We conclude that there is substantial evidence to support a conclusion of biological variability between capillary and venous blood after accounting for device and sampling variability and/or error, the magnitude of which is likely variable by sex, possibly age, and other factors. Whether these additional factors can fully account for the lack of consistency in the direction of that relationship in a few studies is uncertain.
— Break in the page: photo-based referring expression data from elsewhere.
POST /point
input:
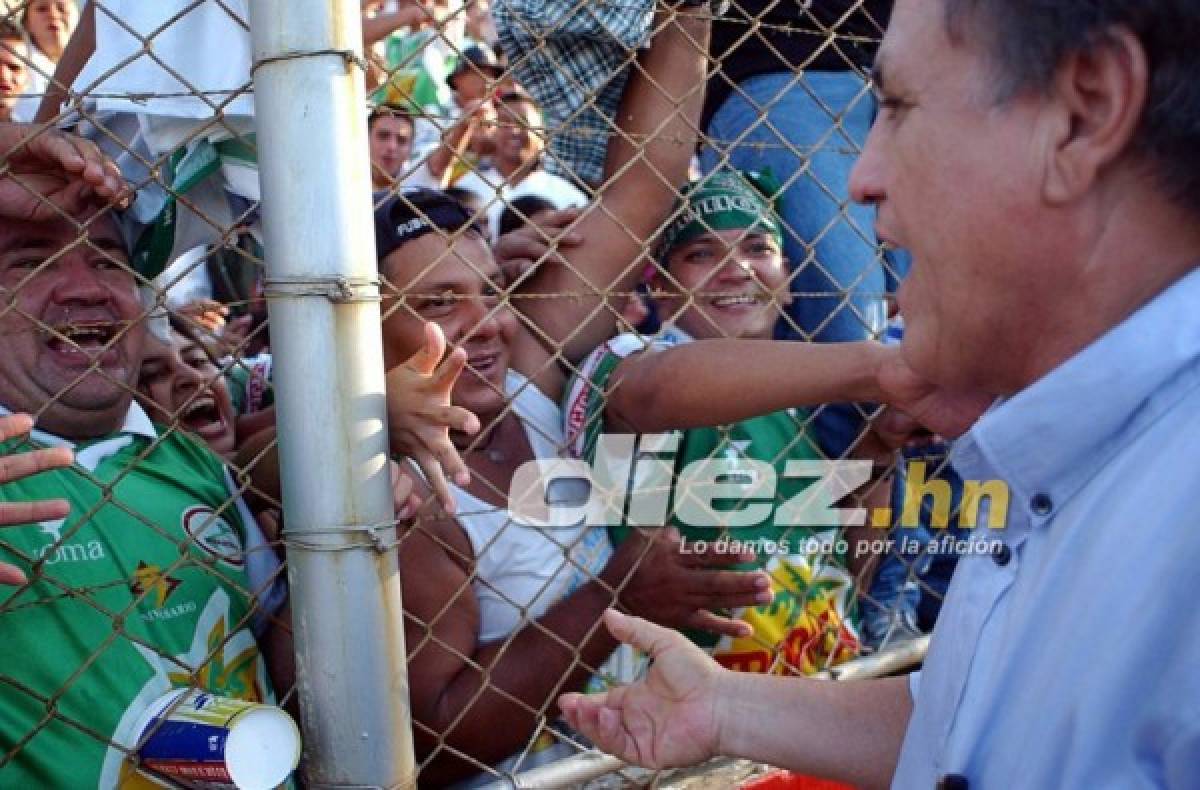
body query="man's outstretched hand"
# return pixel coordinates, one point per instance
(47, 171)
(670, 718)
(420, 413)
(18, 466)
(915, 399)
Other potential sources of variability in Hb concentration
In addition to the measurement device, blood sample collection site, and methodological errors, there are a number of factors that have been reported to influence Hb concentration that, unless taken into consideration, might influence conclusions related to the venous versus capillary comparisons. For example, postural differences have also been found to influence Hb readings, with the measurement at standing positions being identified as resulting in the highest Hb reading, sitting giving rise to slightly lower Hb, and measurements in participants lying supine identified as the lowest.27 Standing is thought to cause fluids to shift into interstitial space causing hemoconcentration, while lying supine does the opposite leading to hemodilution. The supine position is associated with 5−10% lower Hb due to shifts in plasma volume from the extra to the intravascular space.44 Although blood in the field is often taken with patients seated, if the patients have been standing a long time prior to measurement of Hb, or have walked a long distance, the measurement of Hb could potentially be affected. Studies have also shown that Hb concentration is higher when blood was collected following a shorter seating time.44 However, these studies have focused on venous samples, and it would perhaps be of interest to explore whether this same pattern is observed in capillary blood.41
An association has been observed between humidity and the accuracy of Hemocue measurements,11, 45 most of which can be mitigated through careful procedures. The Hemocue Hb 201+ is especially affected by humidity. The devices’ instructions indicate that microcuvettes should be stored at temperatures of 15−30 °C and at 10−40 °C for the Hemocue Hb 301+. Storage of Hemocue Hb 201+ and Hemocue Hb 301+ microcuvettes in a closed box above temperatures 37 °C and 72% for up to 3 weeks did not lead to significantly higher Hb results.11 However, when Hemocue Hb 201+ microcuvettes were stored in an open box, rapid degradation of the reagent stored within microcuvettes was observed after 10 min, and the Hb results observed were significantly lower. However, this appears to be limited to Hemocue Hb 201+ and has not been observed in Hemocue Hb 301. Other studies have shown that Hb measurements taken using microcuvettes from a packet opened more than 12 days prior to measurement led to an overestimation of Hb when compared with new cuvettes.10 Furthermore, the difference in anemia prevalence as tested by new and old microcuvettes (13.2% versus 16.5%, respectively) was significantly different. The authors suggested that manufacturer's recommendation that microcuvettes can be used up to 2 months of breaking the seal does not seem to apply to humid climates. Additionally, studies have found seasonal variability in the difference between Hb measured in venous and capillary blood, with the difference of Hb measured in capillary versus venous blood increasing in winter and decreasing in summer.27
Intraindividual variability among subsequent blood drops in the capillary measurement of Hb has also been documented.46 As such, some studies have indicated that measurements of Hb in a single drop of capillary blood are not reliable.46, 47 In a study of 11 blood donors, where up to six drops of blood were taken from one fingerprick, Hb differed between drops by more than 1.6 g/dL. In comparison, a study that analyzed 40 paired samples of blood found that Hb measured in the first and fourth drops did not differ meaningfully (0.03 g/dL difference).46, 47 However, the mean difference between duplicate samples (one from each hand) was significant (4.7 g/L for the first drop and 5.7 g/L for the second drop). The study also found that pooled blood drops provided a more precise estimate when compared with venous samples obtained under ideal conditions from experiences of phlebotomists and suggested that pooling of capillary blood drops may provide a more accurate Hb measurement than a single drop. However, a study by Whitehead et al. showed that second and third blood drops provided more precise estimates of Hb in capillary blood and were comparable to pooled capillary blood Hb, supporting the Hemocue protocol that stipulates the importance of wiping away the drops of blood and measuring the third.11
Enhancing standardized procedures and ensuring the utilization in research and other surveys, including, for example, standardization of patient posture during venous blood sampling, or the recommendation given that patients should sit an approximate amount of time prior to measurement, among others could limit factors that affect greater comparability across assessments.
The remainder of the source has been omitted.